By Gabe Loewenson
loewenso2@grinnell.edu
Wilson Okello, doctoral fellow and instructor at Miami University in Ohio, came to Grinnell on Thursday, Sept. 28 to give a convocation lecture about how to affect change in society and how to live in the wake of crisis.
Okello specializes in using poetry to “generate critical self-reflection, inspire confidence and achieve agency.” A large portion of his speech consisted of poetry rather than prose, and he often switched from one to another in the midst of discussing a particular topic. He especially focused on the importance of learning from the past in order to avoid repeating its mistakes.
“One of the things I appreciate the most about literary minds is their ability to … provide us with rich archives to trace and visit, so that our future and our present need not be out of touch with the currents of our past. … As the old adage goes if you don’t learn from your history then you’re destined to repeat it.”
Another primary talking point was the importance and the radical nature of defining oneself as one actually is, rather then what society expects one to be.
“One of the most radical, one of the most profound things that we will ever do is to define ourselves in a world that has already determined who we are and what we’ll do.”
This year, a theme of many events by the office of intercultural affairs is the individual in comparison with the collective.
“I met Wilson I want to say two years ago — he came to another institution that I was working at, and he came at a time when our students were very much trying to figure out what is my voice. Because there were a lot of different things that were happening and they were trying to find their voice, and we actually brought him to campus. The power that he had on … the way in which I saw students move afterwards, I thought, ‘Grinnell definitely needs that.”
Wilson said that he first obtained the idea to use poetry to inspire change about twelve years ago.
“Twelve years ago, when I went on the mic the first time, at an open mic, that was the moment when I realized, this isn’t just about me — that my public testimony could have a powerful influence on people who were here.”

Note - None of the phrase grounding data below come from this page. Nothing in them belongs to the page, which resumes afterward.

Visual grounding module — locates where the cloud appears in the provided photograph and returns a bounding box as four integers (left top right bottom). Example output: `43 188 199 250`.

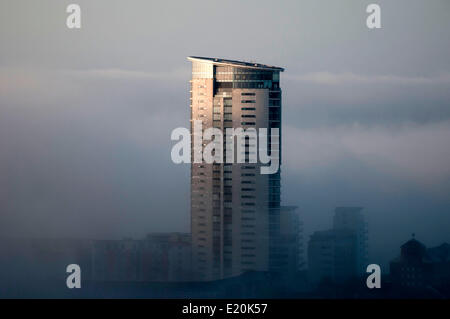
64 67 190 81
285 72 450 86
284 121 450 196
282 70 450 127
0 66 191 239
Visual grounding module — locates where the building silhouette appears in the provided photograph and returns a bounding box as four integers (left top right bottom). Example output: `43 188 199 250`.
280 206 305 272
390 236 450 292
187 57 284 280
269 206 304 276
308 207 368 285
333 207 368 276
308 229 357 285
91 233 192 282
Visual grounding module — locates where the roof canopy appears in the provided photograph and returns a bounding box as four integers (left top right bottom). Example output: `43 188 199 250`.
187 56 284 72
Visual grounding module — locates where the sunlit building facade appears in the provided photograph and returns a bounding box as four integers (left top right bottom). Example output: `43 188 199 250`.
188 56 284 280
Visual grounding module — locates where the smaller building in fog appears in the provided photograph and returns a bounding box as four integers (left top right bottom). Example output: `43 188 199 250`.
333 207 368 276
390 236 450 290
308 229 357 285
91 233 192 282
270 206 304 276
307 207 368 285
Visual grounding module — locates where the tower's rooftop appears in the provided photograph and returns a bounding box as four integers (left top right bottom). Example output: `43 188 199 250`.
187 56 284 72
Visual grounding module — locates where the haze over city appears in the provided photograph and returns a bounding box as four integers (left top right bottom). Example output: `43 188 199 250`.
1 0 450 269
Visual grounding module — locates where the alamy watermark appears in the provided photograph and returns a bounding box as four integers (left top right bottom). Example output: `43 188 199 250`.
170 120 279 175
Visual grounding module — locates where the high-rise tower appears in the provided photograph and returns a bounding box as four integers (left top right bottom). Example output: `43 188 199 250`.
333 207 368 275
188 56 284 280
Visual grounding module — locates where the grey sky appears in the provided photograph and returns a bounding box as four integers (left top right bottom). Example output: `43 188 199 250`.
1 0 450 267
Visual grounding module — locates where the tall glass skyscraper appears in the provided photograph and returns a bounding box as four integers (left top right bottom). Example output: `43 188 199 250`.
188 57 284 280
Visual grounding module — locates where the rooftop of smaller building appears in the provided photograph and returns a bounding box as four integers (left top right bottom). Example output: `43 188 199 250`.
187 56 284 72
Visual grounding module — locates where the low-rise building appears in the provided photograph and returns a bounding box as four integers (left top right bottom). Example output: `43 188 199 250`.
390 237 450 290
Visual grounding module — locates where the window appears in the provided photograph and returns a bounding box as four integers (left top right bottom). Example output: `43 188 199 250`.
242 203 255 206
269 92 280 99
269 99 280 106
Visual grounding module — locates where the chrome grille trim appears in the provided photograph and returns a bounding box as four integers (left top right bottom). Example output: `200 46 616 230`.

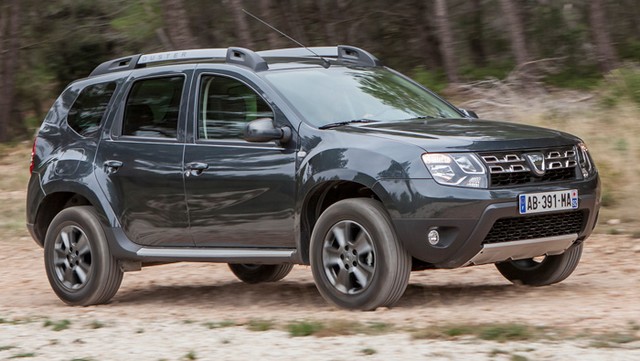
478 146 579 187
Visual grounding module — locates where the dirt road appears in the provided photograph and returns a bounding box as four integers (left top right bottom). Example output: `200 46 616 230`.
1 234 639 360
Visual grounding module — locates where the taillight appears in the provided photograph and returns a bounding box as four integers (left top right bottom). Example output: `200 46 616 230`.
29 138 37 173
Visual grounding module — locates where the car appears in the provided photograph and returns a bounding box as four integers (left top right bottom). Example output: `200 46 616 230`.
26 45 600 310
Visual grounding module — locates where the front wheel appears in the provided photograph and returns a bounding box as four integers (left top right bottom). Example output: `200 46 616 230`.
495 243 583 286
44 206 123 306
228 263 293 284
310 198 411 311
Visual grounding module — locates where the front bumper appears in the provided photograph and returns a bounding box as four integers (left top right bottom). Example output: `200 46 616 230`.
373 175 600 268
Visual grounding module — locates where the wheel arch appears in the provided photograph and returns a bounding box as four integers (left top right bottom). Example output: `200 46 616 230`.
298 178 384 264
33 182 116 247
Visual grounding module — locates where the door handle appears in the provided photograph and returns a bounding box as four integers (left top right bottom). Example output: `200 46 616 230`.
185 162 209 176
103 160 123 174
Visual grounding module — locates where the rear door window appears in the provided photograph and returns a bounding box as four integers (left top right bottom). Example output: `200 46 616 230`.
122 76 184 138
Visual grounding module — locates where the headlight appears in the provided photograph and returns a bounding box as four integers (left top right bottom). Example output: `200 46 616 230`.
577 142 596 178
422 153 488 188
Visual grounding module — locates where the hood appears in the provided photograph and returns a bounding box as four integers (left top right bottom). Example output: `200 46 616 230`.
337 118 581 152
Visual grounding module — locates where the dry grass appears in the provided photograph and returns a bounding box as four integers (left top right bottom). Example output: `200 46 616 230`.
0 141 32 240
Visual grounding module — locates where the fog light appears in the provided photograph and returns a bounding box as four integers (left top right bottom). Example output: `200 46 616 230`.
427 229 440 245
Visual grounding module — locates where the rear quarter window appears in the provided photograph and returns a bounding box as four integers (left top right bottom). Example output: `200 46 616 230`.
67 82 117 137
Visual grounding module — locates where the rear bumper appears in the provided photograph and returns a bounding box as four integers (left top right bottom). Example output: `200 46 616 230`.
374 175 600 268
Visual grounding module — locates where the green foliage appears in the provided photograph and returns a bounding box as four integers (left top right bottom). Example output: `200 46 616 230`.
43 319 71 331
365 322 393 334
361 348 377 356
530 3 587 62
110 1 162 46
544 66 602 90
409 66 448 93
478 323 533 342
618 38 640 61
246 319 274 332
604 68 640 107
182 351 197 361
287 321 324 337
589 331 639 348
8 353 36 359
202 321 235 329
510 355 529 361
460 62 513 81
412 322 537 342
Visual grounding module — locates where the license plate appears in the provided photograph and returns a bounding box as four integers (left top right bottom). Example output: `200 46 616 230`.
519 189 578 214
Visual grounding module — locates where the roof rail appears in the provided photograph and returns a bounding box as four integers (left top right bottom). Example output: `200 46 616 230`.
89 48 269 77
257 45 382 67
89 45 380 77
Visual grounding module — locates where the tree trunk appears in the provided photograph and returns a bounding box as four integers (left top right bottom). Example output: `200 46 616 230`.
0 0 20 142
469 0 486 67
224 0 254 48
161 0 199 49
589 0 618 72
434 0 459 83
317 0 337 45
259 0 283 48
499 0 529 67
0 4 6 141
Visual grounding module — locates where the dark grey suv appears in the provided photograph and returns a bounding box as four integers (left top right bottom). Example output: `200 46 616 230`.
26 46 600 310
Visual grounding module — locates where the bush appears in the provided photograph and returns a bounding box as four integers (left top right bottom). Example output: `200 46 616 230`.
409 66 448 93
544 65 602 90
603 67 640 107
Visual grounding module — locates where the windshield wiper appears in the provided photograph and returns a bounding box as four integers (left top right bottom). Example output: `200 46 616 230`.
319 119 379 129
398 115 436 121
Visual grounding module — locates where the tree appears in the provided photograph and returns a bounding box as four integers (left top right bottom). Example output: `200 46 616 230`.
589 0 618 72
499 0 529 67
259 0 284 48
0 0 21 141
224 0 254 48
161 0 199 49
434 0 459 83
468 0 487 67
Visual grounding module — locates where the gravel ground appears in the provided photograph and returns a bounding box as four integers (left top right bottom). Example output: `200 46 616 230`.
1 234 640 360
2 320 640 361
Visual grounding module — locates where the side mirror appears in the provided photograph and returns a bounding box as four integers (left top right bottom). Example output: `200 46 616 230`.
244 118 292 143
459 108 479 119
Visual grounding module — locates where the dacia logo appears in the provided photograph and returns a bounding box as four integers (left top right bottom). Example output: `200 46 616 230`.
524 152 546 176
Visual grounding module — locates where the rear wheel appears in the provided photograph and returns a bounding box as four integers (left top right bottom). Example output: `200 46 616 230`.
495 243 583 286
228 263 293 284
44 206 123 306
310 198 411 311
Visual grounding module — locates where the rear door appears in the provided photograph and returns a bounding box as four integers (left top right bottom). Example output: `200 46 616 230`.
183 71 297 248
96 67 193 247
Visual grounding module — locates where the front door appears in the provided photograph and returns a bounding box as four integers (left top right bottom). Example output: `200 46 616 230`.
183 72 297 248
96 70 192 247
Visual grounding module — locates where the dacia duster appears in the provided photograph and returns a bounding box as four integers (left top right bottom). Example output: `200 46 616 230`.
26 46 600 310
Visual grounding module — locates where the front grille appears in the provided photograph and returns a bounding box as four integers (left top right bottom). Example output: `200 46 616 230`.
482 211 585 244
479 147 578 187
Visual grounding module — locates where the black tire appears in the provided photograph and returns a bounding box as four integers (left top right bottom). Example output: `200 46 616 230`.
495 243 583 286
228 263 294 284
44 206 123 306
310 198 411 311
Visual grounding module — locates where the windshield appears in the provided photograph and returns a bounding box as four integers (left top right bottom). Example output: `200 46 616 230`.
263 66 461 128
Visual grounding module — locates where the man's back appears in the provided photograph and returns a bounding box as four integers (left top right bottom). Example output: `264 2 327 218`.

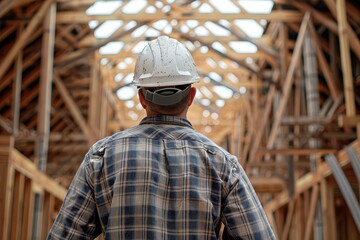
48 116 275 239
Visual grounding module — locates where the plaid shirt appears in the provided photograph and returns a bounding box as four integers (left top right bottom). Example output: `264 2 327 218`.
48 116 275 239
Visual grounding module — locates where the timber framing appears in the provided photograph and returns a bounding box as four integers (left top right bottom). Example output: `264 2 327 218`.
0 0 359 238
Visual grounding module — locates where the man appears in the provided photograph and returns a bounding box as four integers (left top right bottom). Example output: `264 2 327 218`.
48 36 275 239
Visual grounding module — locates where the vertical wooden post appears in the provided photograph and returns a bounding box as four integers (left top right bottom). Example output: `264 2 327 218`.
233 110 243 164
304 184 320 240
36 1 56 171
336 0 355 116
99 72 109 139
0 135 15 240
281 200 295 240
89 52 101 138
42 192 55 239
12 26 23 136
295 194 304 240
279 22 289 85
10 171 25 239
21 177 34 240
322 178 337 240
252 74 259 129
34 2 57 238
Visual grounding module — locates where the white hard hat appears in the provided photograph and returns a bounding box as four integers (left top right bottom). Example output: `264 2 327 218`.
132 36 200 87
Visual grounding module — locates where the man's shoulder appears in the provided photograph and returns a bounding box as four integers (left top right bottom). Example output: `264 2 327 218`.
89 126 141 151
185 130 235 158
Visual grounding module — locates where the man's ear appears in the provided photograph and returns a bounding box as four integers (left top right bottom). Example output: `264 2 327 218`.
188 87 196 106
138 89 147 109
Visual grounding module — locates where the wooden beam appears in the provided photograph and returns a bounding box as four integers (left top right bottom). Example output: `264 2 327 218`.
323 0 360 60
36 2 56 171
0 50 41 92
281 116 329 125
12 28 23 136
264 140 359 212
0 136 15 240
54 20 150 68
21 177 34 239
53 73 96 145
175 30 259 73
281 200 295 240
88 53 101 138
11 149 66 200
336 0 356 116
256 148 337 157
217 21 279 62
321 178 337 240
0 0 20 18
250 177 286 193
10 172 24 239
294 1 360 60
304 184 319 240
338 115 360 127
41 192 55 239
35 33 57 235
266 12 311 149
0 0 54 81
56 10 303 23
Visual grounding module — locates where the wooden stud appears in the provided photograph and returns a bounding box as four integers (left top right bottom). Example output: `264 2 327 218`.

Although Wilson has not always written poetry, words have always been a valuable part of his life.
“I’ve always been interested in the arrangement of words and ideas, and the way they might be able to stir people, … but I don’t know that I ever thought about what the oral tradition could do to evoke meaning for people. Thinking back, that time at open mic really brought close two ideas together for me: that writing didn’t just have to be creative writing, but that it could do something powerful in this world. So long before [that first open mic] but that moment still has really important meaning for me.”